Comments repeated zinger phrases like “military industrial contractors,” “blood money,” “apartheid state of Israel,” “genocide,” “occupation,” “blood is on your hands,” “colonizers,” “the people’s voice,” “war profiteers,” “where’s your humanity?” and “selling your souls.” Several also called for support for the pseudo-legal documents the groups are presenting throughout the country. After the second speaker took a moment of silence, Newman said that although he appreciated the sentiment, people who signed up for comment would have to use their time to articulate something. As the commissioners approached the one-hour limit for public comment, Newman cut the speaking time from three minutes each down to two, and then one.
When it came time for a vote, shouts rang out. It began with multiple chants of, “Free! Free! Palestine!” At that, Newman called a five-minute recess, during which the commissioners went into the room behind the dais. As they stood to do so, the chant changed to, “Buncombe County, you can’t hide! We charge you with genocide!” Only County Manager Avril Pinder remained on the stand.
Newman said after the meeting that the commissioners had received intel by way of the sheriff’s department that some of the protestors were likely at the meeting for more than public comment. So, the chants came as no surprise, and the commissioners were calm and collected as they went backstage.
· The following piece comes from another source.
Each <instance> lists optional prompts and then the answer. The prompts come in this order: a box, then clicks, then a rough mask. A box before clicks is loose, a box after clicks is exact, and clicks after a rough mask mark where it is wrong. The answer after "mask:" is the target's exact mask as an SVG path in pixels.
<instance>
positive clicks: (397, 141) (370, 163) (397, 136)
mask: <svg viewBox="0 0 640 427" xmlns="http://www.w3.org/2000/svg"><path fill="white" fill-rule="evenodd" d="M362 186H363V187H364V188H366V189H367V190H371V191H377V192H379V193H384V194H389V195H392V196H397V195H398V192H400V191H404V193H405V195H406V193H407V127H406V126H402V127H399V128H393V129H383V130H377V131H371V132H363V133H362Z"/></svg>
During the break, sheriff’s deputies asked the disruptors to leave, and they reassembled in the elevator lobby. Once the commissioners returned, their commotion could still be heard, so officers saw them to the door, after which they continued their protest in front of the building. After Newman spoke of the economic advantages of broadening high-paying industrial job opportunities, the commissioners approved the rezoning unanimously.